By Anne Rivers Simon

HarperCollins Publishers, Inc.

Copyright © 2006 Anne Rivers Simon
All right reserved.

ISBN: 0060890061

Chapter One

Gate Symbolism

Readers already familiar with medieval ceremonial magick (and with the esoteric disciplines in general) will remember that there is a distinction made between the microcosm and the macrocosm. The microcosm is usually thought of as "our world," meaning our immediate frame of reference, our immediate perception of reality. The macrocosm is the world "out there": usually beyond our immediate understanding or perception. As magicians, we seek to enter the realm of the macrocosm consciously, in order to effect change on the microcosm. The macrocosm is the sphere where the planets move in endless rotations, presumably affecting our daily lives with their passage through the zodiac. The common person is at the mercy of the planetary tides; the astrologer attempts to time his or her actions in accordance with them. The magician attempts to neutralize the effects of certain tides and enhance the effects of others, thereby rewriting the natal and transit charts in accordance with will. The common person and the astrologer are passive observers of the macrocosm; the magician is an active participant in the machineries of joy. While such a role may be extremely attractive to those of us who must struggle by day to cope with the distant motions of the stars--"the slings and arrows of outrageous fortune"--there is a price tobe paid before such a desire can pay off. There is a great deal that we do not know about the workings of the macrocosm: much that takes place is invisible to ordinary eyes. Although the same rules govern both micro and macrocosms, we know so little about either one that tampering with the machinery is dangerous--not only to ourselves but to those around us.

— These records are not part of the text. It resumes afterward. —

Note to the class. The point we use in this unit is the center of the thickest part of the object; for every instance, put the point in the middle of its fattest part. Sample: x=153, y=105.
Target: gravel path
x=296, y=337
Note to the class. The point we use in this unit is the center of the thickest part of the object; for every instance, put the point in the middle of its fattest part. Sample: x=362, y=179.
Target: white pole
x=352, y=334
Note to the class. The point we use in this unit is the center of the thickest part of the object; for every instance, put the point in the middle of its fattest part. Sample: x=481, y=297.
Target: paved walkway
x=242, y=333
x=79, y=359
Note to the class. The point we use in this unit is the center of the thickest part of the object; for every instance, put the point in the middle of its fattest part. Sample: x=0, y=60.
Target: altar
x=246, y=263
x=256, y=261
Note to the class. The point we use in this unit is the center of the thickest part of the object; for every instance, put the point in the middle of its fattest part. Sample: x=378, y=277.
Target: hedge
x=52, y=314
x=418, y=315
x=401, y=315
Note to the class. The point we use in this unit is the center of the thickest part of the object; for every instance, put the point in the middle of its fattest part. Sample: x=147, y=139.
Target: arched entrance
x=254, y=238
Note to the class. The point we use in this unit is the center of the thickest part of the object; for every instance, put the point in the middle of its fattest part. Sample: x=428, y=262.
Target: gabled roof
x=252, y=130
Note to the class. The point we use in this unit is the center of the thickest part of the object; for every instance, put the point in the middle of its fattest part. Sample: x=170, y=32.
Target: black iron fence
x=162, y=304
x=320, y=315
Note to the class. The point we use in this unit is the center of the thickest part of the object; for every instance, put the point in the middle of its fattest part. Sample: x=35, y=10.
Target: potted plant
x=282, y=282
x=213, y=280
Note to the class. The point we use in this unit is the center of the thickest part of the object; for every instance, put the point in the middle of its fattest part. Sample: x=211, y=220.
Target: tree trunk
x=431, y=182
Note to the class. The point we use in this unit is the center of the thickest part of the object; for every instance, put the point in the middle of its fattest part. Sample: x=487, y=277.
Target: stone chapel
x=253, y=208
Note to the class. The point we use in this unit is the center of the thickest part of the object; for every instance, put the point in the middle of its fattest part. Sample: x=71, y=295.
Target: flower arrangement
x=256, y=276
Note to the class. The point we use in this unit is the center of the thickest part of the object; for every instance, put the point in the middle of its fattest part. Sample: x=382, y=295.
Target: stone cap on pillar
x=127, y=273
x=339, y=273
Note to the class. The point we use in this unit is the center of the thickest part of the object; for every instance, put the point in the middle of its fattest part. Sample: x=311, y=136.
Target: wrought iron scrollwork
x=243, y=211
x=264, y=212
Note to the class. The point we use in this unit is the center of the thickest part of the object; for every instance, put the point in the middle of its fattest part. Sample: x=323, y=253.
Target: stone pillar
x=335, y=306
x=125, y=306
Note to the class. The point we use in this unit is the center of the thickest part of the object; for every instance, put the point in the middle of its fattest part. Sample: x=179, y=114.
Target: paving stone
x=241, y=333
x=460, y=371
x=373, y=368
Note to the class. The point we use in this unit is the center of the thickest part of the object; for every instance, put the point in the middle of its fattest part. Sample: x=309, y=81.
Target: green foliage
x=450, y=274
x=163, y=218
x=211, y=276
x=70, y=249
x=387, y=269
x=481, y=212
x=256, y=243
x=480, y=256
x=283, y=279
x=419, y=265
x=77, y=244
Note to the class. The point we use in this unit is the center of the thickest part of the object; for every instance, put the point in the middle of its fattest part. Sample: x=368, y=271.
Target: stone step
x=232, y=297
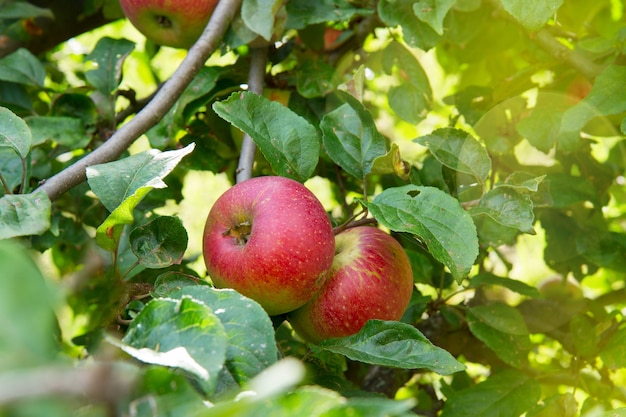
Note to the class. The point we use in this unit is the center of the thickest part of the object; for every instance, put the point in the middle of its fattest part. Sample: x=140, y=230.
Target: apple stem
x=256, y=77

In India this danger is described as "practicing yoga without a guru": particularly kundalini and tantric yogas, which work on the autonomic nervous system. The autonomic nervous system (ANS) works independently of conscious thought. It regulates heartbeat, breath rate, peristaltic motion, and a host of other vital, daily functions of the body. To tamper with the workings of the ANS is obviously dangerous. We can't always see what we're dealing with. We can't always predict what will happen when we experiment.

The same is true in ceremonial magick. Whereas with yoga one enters the macrocosm through a variety of physical and mental techniques, in ceremonial magick we enter the macrocosm through ritual. The concepts are much the same; the outward form is all that really distinguishes yoga from magick. Indeed, magick has been called the "yoga of the West" by Francis King and other writers, and it certainly seems to appeal more to the Western mind-set. It is intellectual, and therefore Apollonian, but it employs various heightened states of conscious awareness--some close to ecstasy--and is therefore also Dionysian.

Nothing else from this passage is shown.